The youngsters, who included Soleiny Jacobombaire Mucutuy, 9, and Tien Ranoque Mucutuy, 4, survived by eating farina - a coarse cassava flour typically utilized by indigenous communities in the Amazon area, authorities said Saturday.
They linked the children’s survival abilities to their indigenous origin. “Their learning from indigenous families and their learning of living in the jungle has saved them,” Colombian President Gustavo Petro remarked.
The youngsters had first stayed around the accident site for four days, expecting to be rescued, their grandpa claimed, but then they moved and left signs at sites where they slept, hoping that someone would find them.
Mucutuy stated Lesly informed him she had no clue where they were headed and soon couldn’t go any farther.
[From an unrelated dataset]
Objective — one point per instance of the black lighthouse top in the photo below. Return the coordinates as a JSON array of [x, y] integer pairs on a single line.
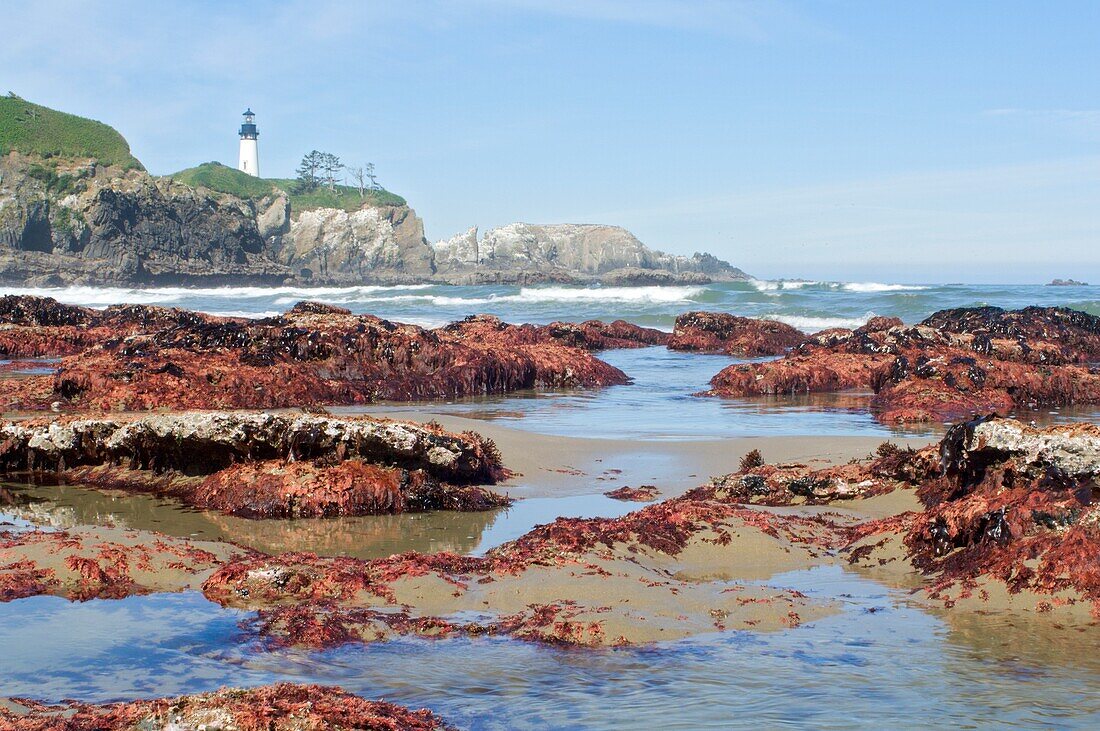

At that time, the youngsters decided to wait “for the miracle which finally happened,” he added.
Manuel Ranoque, who is father to the two youngest Mucutuy children, had been aiding in search activities.
Ranoque claims he was one of the last 16 individuals left hunting for the children after most of the rescue teams were called off.
He told CNN that as the kids were recovered, “we started to see thunder and lightning bolts. We departed at the correct time, fifteen minutes later and the helicopter could not have carried us,” he said.
During their journey, the youngsters had observed activity in the bush but they “hid when they saw helicopters or people from the community or members of the military because they thought they could be punished.”
At one time, the youngsters saw Wilson, a Special Forces search dog who “became their faithful friend and accompanied them on several occasions,” their grandpa claimed.
Wilson, a Belgian Shepherd, went missing during the search activities and was last seen on May 18, according to authorities. The youngsters “spent three or four days with Wilson and said that they (found) him quite skinny,” said Colombian military spokesman Pedro Arnulfo Sánchez Suárez.
Finding him is now the Colombian army’s major aim.
‘We have a phrase ‘We never leave an element behind,’ much less the four children, we would not leave Wilson. But we are also cognizant of how difficult it is to discover him in the depths of a hostile but blessed jungle,” said Suárez.
Colombian General Helder Giraldo stated Tuesday that the effort to locate Wilson would continue in place until the dog is found. “We have about 70 commandos looking for him right now,” he added.
All four youngsters are presently recuperating in hospital in Bogota after being evacuated there by air ambulance on Saturday.
Their abduction triggered a large military-led search effort that saw more than 100 Colombian special forces personnel and over 70 indigenous scouts exploring the jungle.
Hopes for their survival dwindled as the weeks passed on but the four were ultimately located in an area devoid of trees.
Doctors anticipate the youngsters to stay in hospital for monitoring for up to three weeks.